Le seul hic, c’est qu’avant de recevoir des stratégies personnalisées, il faut remplir le questionnaire au moins deux fois (l’utilisateur étant limité à un questionnaire par jour, il devra attendre au moins deux jours). Cela dit, s’il espère une aide immédiate, il peut toujours consulter l’ensemble des stratégies (en vrac) proposées par le système.

Là ne s’arrête pas l’aide offerte par + Fort. Une fois les stratégies proposées, l’utilisateur est invité à « accepter » ces stratégies. Vingt-quatre heures plus tard, + Fort fait un suivi : comment tu te sens maintenant ? L’utilisateur est encouragé à évaluer les stratégies. Il peut même en ajouter des nouvelles de son cru.

« Tout cela devrait permettre de mieux outiller des jeunes qui ne savent pas comment se sortir de certaines situations ou alors qui minimisent les gestes commis à leur endroit », a précisé Isabelle Morin-Ouellet. + Fort permet aussi de voir si l’intimidation s’aggrave ou si elle s’atténue. Dans certains cas, le système va jusqu’à proposer de « parler à la police ».

UNE ÉTUDE CONCLUANTE

Une étude réalisée auprès d’une cinquantaine d’utilisateurs de l’application + Fort indique que les expériences d’intimidation (en ligne et hors ligne) avaient diminué de moitié après cinq semaines d’utilisation. Cette même étude indique également que les utilisateurs finissent majoritairement par briser le silence en faisant part de leurs expériences à un adulte.

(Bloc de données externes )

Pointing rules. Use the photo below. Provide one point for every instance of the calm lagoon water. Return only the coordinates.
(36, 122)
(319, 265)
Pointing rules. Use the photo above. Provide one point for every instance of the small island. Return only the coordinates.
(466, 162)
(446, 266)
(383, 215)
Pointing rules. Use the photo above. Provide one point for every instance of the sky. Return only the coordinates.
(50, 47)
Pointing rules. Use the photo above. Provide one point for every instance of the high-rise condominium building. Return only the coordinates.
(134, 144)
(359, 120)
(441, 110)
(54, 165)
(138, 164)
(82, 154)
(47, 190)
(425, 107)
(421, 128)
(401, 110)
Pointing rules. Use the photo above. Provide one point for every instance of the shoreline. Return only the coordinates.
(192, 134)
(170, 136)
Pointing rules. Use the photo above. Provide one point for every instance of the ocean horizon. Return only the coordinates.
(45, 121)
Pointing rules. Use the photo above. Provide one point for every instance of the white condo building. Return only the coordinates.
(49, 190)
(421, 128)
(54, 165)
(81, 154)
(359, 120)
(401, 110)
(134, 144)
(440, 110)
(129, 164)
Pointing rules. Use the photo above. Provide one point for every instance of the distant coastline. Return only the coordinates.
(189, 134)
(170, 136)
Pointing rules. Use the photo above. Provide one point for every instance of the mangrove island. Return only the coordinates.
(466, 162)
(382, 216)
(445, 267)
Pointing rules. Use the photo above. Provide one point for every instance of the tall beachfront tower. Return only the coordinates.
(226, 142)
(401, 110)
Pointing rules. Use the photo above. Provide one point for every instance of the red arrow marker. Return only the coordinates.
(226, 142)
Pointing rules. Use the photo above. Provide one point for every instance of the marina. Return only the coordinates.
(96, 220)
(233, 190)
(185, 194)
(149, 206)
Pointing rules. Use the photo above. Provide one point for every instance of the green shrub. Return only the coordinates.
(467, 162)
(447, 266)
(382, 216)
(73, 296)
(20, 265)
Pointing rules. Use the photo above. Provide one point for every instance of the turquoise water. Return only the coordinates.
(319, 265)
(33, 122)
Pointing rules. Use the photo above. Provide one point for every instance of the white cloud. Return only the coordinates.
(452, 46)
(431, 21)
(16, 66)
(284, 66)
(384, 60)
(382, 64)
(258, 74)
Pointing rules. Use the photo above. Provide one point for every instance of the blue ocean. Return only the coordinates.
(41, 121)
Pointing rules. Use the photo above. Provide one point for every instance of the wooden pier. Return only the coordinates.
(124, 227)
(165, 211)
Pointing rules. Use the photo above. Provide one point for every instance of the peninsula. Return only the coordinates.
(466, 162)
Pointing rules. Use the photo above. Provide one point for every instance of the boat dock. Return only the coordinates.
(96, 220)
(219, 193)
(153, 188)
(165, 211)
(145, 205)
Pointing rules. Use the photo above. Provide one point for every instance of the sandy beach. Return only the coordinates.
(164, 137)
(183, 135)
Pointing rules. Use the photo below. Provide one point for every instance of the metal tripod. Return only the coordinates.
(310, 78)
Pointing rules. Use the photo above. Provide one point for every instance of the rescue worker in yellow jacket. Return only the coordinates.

Manon* s’est servie de l’application l’an dernier dans le cadre de cette étude – elle était en 4secondaire dans une école de la Rive-Sud. Elle explique avoir été agressée verbalement, insultée, ignorée et mise à l’écart pendant près de trois ans. Pourquoi ? La jeune fille, précoce, avait des relations sexuelles et faisait l’expérience de certaines drogues.

« Ça aurait pu me rendre populaire, même si ce n’était pas mon but, mais ça m’a isolé, nous a confié Manon. Une fille qui a des relations avec des garçons est une traînée, mais les gars qui se vantent d’avoir couché avec des filles sont des héros et se font beaucoup d’amis. On ne leur reprochera jamais ces expériences-là. Je ne comprends toujours pas ça… »

Dans son cas, l’application + Fort lui a fourni deux précieux conseils : d’abord de lâcher prise et de ne pas trop accorder d’importance à certaines insinuations. Puis, d’en parler à une intervenante de l’école, qui l’a écoutée et conseillée. Elle a même consulté une psychologue (hors de l’école), une démarche qui a été très bénéfique pour elle.

« Les gestes d’intimidation, on en voit tout le temps, indique Manon. Tous ceux qui sont différents, qui ne sont pas cools ou qui ne font pas partie d’une gang, ils sont faits, a-t-elle constaté. Dans mon école, j’ai l’impression que ça s’est amélioré un peu, que les gens sont plus respectueux, mais c’est encore très présent. »

A-t-elle songé à changer d’école ? « Oui, a-t-elle répondu. Mais mes parents [à qui elle s’était confiée] n’étaient pas d’accord. Aujourd’hui, je ne le regrette pas, dit la jeune fille qui termine son secondaire. Je suis quand même fière d’être restée et d’être passée au travers. En ce moment, je suis bien entourée et tout va bien. »

Une section « clavardage » est accessible aux utilisateurs qui ont rempli au moins 10 fois le questionnaire. Elle permet aux membres de + Fort de discuter entre eux. Attention : ces conversations ne sont pas privées. Un modérateur s’assure que les discussions sont respectueuses et qu’il n’y a pas… d’intimidation sur l’application !

+ Fort est actuellement offerte sur les plateformes d’Apple (iPhone, iPod et bientôt iPad). La version Android (sans doute la plus souvent utilisée par les jeunes étant donné le coût moins élevé) sera offerte seulement au printemps 2017. Un guide destiné aux parents se trouve déjà sur le site web de l’application.

* Prénom fictif. Pour se confier en toute liberté, Manon a requis l’anonymat.